Era demasiado tarde. Ya empezaba a ver cosas que sabía que estaban ahí, pero que yo no debía verlas, porque aquello implicaba perder todo rumbo en la vida que tuviese. Y sin embargo ahí estaban aquellos martillos diciendo "MILWAUKEE, MILWAUKEE!!" y golpeándose entre ellos hasta que cayó uno de los dos al suelo y empezó a llenarse de un líquido que parecía ser aceite. No pasó ni medio segundo cuando el otro martillo exclamó:
- ¡Santo Estofado de Imbécil!
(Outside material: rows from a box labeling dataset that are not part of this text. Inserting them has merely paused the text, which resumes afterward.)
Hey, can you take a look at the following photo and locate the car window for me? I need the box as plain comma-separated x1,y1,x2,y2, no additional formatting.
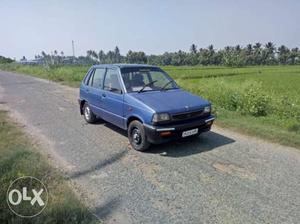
86,69,95,86
121,67,178,92
91,68,105,88
104,69,122,93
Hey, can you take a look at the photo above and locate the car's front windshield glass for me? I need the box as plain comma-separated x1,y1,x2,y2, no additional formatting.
121,67,178,92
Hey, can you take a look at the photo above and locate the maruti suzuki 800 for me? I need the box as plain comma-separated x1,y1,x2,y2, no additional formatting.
78,64,215,151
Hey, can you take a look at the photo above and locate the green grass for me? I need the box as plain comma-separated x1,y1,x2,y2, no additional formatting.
0,64,300,147
0,111,98,224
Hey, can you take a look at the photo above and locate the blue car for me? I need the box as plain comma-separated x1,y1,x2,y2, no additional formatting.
78,64,215,151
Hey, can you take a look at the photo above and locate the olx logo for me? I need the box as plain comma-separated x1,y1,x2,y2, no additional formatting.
7,176,48,218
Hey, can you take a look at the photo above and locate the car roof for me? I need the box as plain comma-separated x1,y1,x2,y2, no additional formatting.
92,64,157,69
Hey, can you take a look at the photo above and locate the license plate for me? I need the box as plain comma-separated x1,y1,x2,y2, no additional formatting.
182,128,198,138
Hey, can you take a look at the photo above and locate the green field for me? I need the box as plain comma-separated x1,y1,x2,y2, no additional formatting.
0,64,300,147
0,111,99,224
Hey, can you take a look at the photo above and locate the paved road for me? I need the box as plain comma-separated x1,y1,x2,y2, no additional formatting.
0,72,300,224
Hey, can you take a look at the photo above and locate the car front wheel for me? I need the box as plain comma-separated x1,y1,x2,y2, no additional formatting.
128,120,150,151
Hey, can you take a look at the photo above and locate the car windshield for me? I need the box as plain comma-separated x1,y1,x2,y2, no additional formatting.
121,67,178,92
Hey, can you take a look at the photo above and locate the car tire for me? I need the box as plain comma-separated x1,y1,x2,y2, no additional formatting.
128,120,150,151
82,102,96,124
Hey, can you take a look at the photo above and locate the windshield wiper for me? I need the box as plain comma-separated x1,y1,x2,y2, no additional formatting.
160,80,174,91
138,80,157,93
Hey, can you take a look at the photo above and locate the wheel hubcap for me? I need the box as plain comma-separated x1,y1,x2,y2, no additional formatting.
84,107,91,120
132,129,142,145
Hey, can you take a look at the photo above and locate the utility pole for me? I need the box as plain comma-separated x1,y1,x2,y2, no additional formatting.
72,40,75,64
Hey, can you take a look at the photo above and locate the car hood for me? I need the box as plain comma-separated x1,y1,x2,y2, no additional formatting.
130,89,210,113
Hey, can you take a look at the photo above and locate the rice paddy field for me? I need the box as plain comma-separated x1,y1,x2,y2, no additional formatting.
0,64,300,148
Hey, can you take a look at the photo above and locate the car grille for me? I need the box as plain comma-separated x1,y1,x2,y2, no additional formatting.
172,110,204,121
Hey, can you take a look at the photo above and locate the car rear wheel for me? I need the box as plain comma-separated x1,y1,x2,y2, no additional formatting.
83,102,96,123
128,120,150,151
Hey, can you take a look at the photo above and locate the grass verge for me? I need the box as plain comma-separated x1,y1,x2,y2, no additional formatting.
0,111,99,224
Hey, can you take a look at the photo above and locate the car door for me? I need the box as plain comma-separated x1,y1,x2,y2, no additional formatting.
88,68,106,117
102,68,125,128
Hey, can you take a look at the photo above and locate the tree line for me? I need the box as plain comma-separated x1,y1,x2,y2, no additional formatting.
4,42,300,66
87,42,300,66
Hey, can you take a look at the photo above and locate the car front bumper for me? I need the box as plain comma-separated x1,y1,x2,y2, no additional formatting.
144,115,215,144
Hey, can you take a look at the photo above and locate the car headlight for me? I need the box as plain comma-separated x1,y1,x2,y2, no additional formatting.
152,113,170,122
203,106,211,113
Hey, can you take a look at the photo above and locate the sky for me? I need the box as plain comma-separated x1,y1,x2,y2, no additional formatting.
0,0,300,59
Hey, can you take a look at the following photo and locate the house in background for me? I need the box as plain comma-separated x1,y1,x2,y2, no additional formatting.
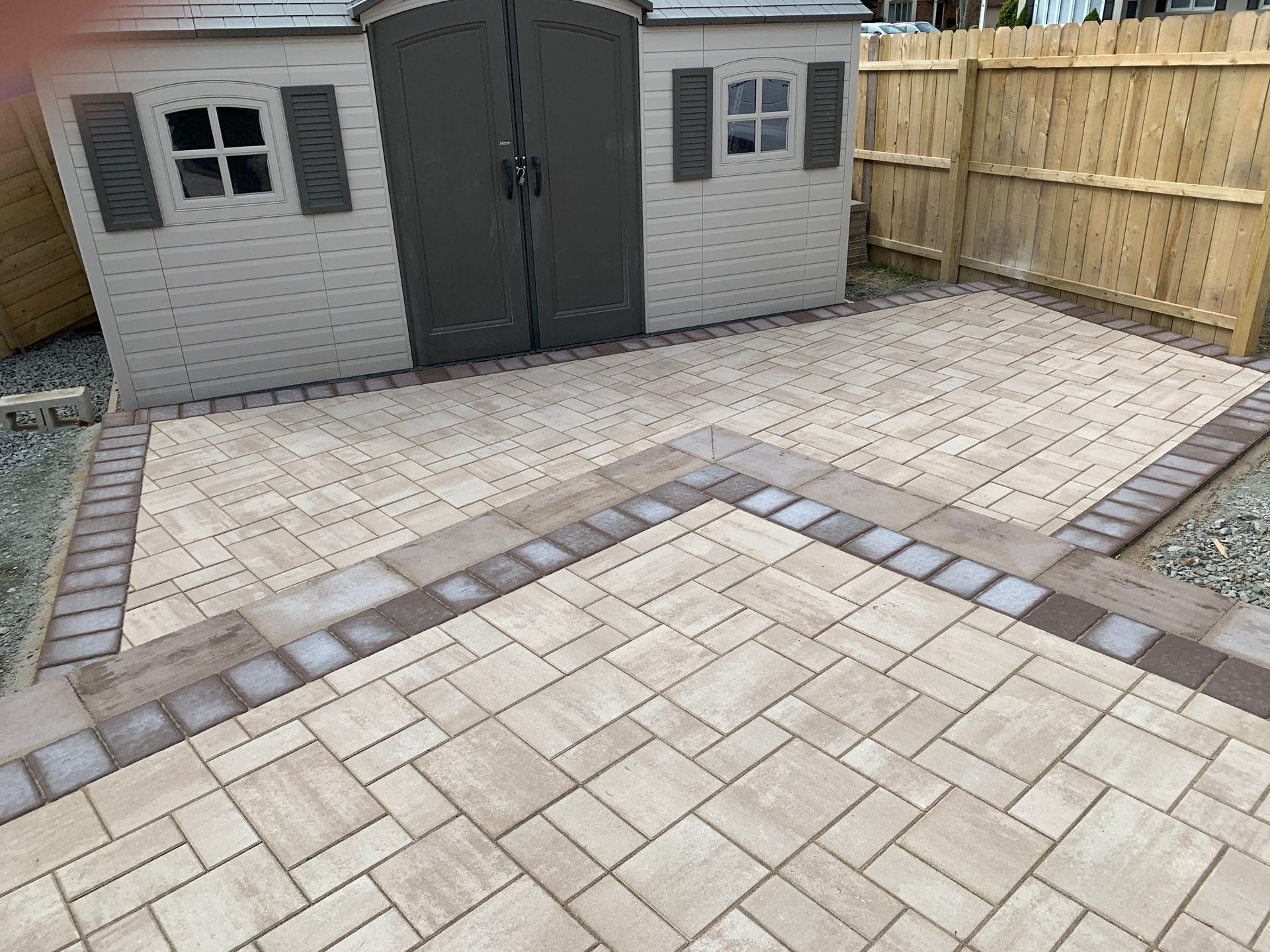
36,0,868,407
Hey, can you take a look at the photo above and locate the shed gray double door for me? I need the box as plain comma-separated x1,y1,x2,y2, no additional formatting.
370,0,644,364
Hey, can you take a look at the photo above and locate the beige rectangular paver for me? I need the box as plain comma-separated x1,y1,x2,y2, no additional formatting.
15,510,1270,952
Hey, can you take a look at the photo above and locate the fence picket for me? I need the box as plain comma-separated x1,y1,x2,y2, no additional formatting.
853,11,1270,354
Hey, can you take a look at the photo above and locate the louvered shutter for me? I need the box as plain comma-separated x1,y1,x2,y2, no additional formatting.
282,87,353,214
672,67,714,182
71,93,163,231
802,62,847,169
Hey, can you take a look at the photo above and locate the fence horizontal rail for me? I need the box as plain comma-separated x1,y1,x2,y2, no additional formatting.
852,11,1270,356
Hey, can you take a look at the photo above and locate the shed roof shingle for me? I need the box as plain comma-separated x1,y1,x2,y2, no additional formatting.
83,0,872,38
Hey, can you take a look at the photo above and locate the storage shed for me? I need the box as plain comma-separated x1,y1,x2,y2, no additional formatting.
34,0,870,407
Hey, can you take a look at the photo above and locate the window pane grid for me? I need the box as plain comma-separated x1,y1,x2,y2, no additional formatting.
725,76,792,155
167,105,273,200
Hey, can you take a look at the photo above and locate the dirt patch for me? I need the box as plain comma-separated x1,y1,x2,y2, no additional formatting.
846,264,944,301
1120,439,1270,608
0,326,113,694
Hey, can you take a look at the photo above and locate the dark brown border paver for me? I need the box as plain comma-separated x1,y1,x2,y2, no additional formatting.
1138,633,1227,690
1024,592,1106,641
1037,549,1234,639
7,452,1270,815
1203,658,1270,717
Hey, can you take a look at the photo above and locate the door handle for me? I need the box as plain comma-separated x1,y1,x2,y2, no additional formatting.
503,159,516,198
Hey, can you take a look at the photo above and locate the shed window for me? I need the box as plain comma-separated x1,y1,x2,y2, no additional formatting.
724,76,790,156
165,105,273,200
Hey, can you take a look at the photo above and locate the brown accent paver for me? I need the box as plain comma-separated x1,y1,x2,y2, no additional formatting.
84,282,1263,654
0,490,1270,952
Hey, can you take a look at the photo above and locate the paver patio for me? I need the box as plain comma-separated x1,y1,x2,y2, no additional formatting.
123,292,1265,646
7,495,1270,952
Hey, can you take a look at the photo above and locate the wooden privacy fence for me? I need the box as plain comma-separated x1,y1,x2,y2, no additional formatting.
0,93,94,357
853,13,1270,356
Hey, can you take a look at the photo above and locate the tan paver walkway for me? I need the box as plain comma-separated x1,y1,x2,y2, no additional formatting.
124,292,1263,646
10,501,1270,952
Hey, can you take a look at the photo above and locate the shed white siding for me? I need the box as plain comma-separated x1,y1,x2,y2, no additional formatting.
642,23,860,331
37,36,413,407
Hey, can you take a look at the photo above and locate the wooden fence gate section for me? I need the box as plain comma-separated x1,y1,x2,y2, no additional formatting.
0,93,94,357
853,13,1270,356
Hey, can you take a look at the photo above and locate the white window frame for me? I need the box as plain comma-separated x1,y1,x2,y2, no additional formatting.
136,83,300,225
714,60,806,175
886,0,917,23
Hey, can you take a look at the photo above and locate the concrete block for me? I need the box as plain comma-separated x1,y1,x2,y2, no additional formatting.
0,387,97,433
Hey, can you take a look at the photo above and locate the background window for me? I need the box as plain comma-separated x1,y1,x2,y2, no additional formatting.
726,76,790,155
167,105,273,199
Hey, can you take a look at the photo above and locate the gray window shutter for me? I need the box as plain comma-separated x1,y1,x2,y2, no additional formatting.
282,87,353,214
802,62,847,169
71,93,163,231
672,67,714,182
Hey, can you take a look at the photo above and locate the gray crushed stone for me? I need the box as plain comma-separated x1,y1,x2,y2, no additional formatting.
1143,442,1270,608
0,325,113,694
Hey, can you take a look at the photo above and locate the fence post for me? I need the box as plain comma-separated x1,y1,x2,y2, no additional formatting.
1230,182,1270,357
940,57,979,284
860,37,881,216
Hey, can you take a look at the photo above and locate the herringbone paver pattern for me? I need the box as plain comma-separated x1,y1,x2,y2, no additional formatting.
10,500,1270,952
124,292,1263,646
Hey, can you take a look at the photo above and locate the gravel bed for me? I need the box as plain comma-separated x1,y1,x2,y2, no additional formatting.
1133,440,1270,608
0,325,113,693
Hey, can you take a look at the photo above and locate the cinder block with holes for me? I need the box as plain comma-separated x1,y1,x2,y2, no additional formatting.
0,387,95,433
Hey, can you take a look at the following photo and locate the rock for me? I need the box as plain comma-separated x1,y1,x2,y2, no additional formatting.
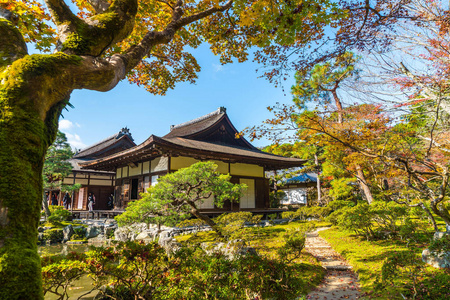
103,224,117,237
42,228,64,243
433,232,449,240
200,240,258,260
85,226,100,239
422,249,450,269
261,221,273,227
62,225,75,243
88,234,107,245
38,232,44,242
158,237,181,256
134,231,154,241
114,227,130,242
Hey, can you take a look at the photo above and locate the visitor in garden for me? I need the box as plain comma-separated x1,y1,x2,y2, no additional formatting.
107,194,114,209
63,192,71,209
52,194,58,205
88,193,95,212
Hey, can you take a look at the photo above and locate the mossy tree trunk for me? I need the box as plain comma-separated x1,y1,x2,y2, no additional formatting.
0,0,232,299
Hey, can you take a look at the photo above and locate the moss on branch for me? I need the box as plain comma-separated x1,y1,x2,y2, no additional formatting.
0,18,27,68
61,0,138,56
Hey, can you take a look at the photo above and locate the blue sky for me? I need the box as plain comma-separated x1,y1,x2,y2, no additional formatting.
60,46,294,148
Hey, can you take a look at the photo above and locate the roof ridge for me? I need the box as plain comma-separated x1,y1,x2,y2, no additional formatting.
73,127,133,158
74,133,118,157
170,106,227,131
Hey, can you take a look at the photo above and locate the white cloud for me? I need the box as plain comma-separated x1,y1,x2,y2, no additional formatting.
59,119,73,131
66,133,86,149
213,64,223,72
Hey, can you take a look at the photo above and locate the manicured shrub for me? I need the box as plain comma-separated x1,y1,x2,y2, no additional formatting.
381,251,424,299
334,201,421,239
43,236,321,300
47,205,72,224
277,230,306,263
41,253,87,299
43,228,64,243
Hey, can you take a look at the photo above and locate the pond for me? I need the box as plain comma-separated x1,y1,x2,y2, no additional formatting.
38,244,97,300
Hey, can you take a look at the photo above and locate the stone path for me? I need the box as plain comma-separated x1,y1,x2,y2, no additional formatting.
305,228,361,300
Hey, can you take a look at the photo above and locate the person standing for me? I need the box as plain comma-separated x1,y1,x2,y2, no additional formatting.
52,194,58,205
88,193,95,212
63,192,71,209
108,194,114,209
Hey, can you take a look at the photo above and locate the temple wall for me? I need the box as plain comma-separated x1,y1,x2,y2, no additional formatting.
230,163,264,177
170,156,199,170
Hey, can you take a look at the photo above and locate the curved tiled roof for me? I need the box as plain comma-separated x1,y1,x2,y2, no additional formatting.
73,128,136,159
81,108,305,171
163,108,225,138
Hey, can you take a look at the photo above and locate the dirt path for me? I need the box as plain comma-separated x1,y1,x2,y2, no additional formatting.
305,228,360,300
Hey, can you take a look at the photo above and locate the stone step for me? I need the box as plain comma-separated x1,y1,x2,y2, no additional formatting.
322,265,352,271
305,245,331,249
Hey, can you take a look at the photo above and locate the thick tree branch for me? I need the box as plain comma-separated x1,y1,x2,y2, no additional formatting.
87,0,109,14
122,0,233,73
0,18,28,68
44,0,82,32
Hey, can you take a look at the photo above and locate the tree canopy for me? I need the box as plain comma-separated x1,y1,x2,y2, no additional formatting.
116,162,246,234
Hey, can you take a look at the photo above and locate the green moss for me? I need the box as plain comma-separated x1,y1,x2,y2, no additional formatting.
61,33,92,53
0,18,27,67
62,0,138,56
319,228,450,299
0,53,80,299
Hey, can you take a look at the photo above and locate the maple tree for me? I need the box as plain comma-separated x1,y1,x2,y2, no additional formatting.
0,0,436,299
0,0,342,299
255,1,450,231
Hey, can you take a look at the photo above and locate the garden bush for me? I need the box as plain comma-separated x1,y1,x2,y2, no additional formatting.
41,252,87,300
43,238,320,300
381,251,424,299
47,205,72,225
277,230,306,263
43,228,64,243
334,201,422,240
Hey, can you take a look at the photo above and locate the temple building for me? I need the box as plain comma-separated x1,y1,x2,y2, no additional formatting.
63,128,136,210
80,108,304,212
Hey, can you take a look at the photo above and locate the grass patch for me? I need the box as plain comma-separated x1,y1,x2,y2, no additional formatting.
319,227,450,300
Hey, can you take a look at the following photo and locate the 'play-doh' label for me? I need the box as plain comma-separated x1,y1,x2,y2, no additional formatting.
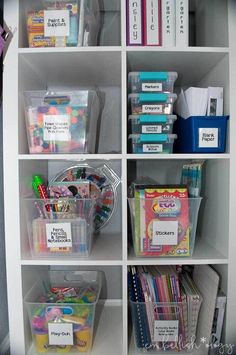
198,128,219,148
142,125,162,133
142,105,163,113
142,83,162,92
143,144,163,153
48,322,74,345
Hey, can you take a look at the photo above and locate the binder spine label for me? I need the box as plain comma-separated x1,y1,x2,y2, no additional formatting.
142,83,162,92
127,0,143,45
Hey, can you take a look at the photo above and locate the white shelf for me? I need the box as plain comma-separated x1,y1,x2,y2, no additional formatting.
21,233,122,266
27,301,122,355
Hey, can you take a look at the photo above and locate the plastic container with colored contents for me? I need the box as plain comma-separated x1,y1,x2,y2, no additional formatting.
128,71,178,93
22,197,97,259
24,90,100,154
24,271,102,354
128,196,202,257
128,93,177,115
129,133,177,154
129,115,177,134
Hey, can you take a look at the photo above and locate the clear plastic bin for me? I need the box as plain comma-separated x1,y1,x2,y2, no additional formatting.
23,198,96,259
129,133,177,154
128,197,202,257
24,90,100,154
129,301,198,354
129,115,177,134
128,93,177,115
27,0,100,48
128,71,178,93
24,271,102,354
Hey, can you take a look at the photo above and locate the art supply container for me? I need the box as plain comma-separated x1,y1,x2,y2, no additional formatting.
24,271,102,354
128,93,177,115
22,198,96,259
24,90,100,154
128,71,178,93
174,116,229,154
129,300,196,354
128,196,202,257
129,133,177,154
27,0,79,48
129,115,177,134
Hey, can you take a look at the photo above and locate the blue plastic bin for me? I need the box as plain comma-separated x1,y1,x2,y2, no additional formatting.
174,116,229,153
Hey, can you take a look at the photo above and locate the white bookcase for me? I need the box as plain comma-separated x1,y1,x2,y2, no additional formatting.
3,0,236,355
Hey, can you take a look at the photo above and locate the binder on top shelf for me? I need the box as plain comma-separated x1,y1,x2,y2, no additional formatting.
176,0,189,47
161,0,175,47
143,0,162,46
126,0,143,46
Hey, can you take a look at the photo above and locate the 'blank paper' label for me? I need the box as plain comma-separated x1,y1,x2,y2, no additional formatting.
152,221,178,245
44,10,70,37
48,323,74,345
198,128,219,148
154,320,179,341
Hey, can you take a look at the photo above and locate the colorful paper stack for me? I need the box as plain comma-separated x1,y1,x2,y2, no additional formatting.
128,71,178,154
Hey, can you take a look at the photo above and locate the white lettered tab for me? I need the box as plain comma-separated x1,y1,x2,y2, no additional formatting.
44,10,70,37
152,221,178,245
198,128,219,148
46,223,72,248
154,320,179,342
48,323,74,345
43,115,71,142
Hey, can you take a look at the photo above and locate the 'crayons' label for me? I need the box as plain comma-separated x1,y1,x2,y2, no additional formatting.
43,115,71,142
143,144,163,153
48,322,74,345
198,128,219,148
46,223,72,248
154,320,179,342
142,83,162,92
44,10,70,37
142,105,163,113
142,125,162,133
151,220,178,245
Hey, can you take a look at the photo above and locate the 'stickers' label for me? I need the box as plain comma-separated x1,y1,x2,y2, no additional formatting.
143,144,163,153
152,221,178,245
48,322,74,345
46,223,72,248
142,125,162,133
44,10,70,37
142,83,162,92
142,105,163,113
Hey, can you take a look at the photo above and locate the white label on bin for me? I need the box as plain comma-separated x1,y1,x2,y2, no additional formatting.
142,105,163,113
48,323,74,345
46,223,72,248
43,115,71,142
142,125,162,133
142,83,162,91
154,320,179,341
152,221,178,245
143,144,163,153
198,128,219,148
44,10,70,37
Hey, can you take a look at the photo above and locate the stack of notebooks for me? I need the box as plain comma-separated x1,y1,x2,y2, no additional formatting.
126,0,189,47
128,266,202,351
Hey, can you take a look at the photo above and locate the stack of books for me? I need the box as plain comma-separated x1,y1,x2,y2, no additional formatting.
126,0,189,47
Los alicates no tienen aceite, ¡sino remolacha! -maldecía una y otra vez mientras se colocaba de nuevo su sombrero de cuero del que se oía el cantar de un cucú amarillo; entonces, con sus manos humanas de seis dedos abrió la puerta del bar y desapareció en la oscuridad.
No tenía ni idea de lo que estaba pasando. Solo sé que los lápices a los que les estaba sacando punta en ese momento para calmar los nervios estaban empezando a chorrear sangre. Me dolían los lápices, y mucho, como si fuesen mis dedos. Los gusanos de mi cara empezaban a introducirse en mis órbitas; mis piernas no me respondían, pero las ruedas sí (qué extraño, se supone que las ruedas las mandé a reparar esa misma mañana), y empecé a recorrer el bar oyendo risas y sintiendo como mis bolsillos se llenaban de cerveza licuada con moras.
- ¡No pensé que fueses a ser más payaso de esta manera! -gritó el camarero Illianov mientras soltaba una carcajada que siguieron todos los demás- ¡Si lo hubiera sabido, te habría animado a jugar mucho antes!
Y mientras una mujer vestida de gato me abría la puerta y me ayudaba a atravesarla -me había atascado con la cadera, o más bien ancla, de 2 metros de ancho- blasfemaba contra todo aquel que se riese a mis espaldas. Les juré que volvería al día siguiente a reclamar lo que es mío.
Aquel póker de reinas de Edward Glowstone arruinó mi noche. Es la última vez que apuesto mi cordura en una partida.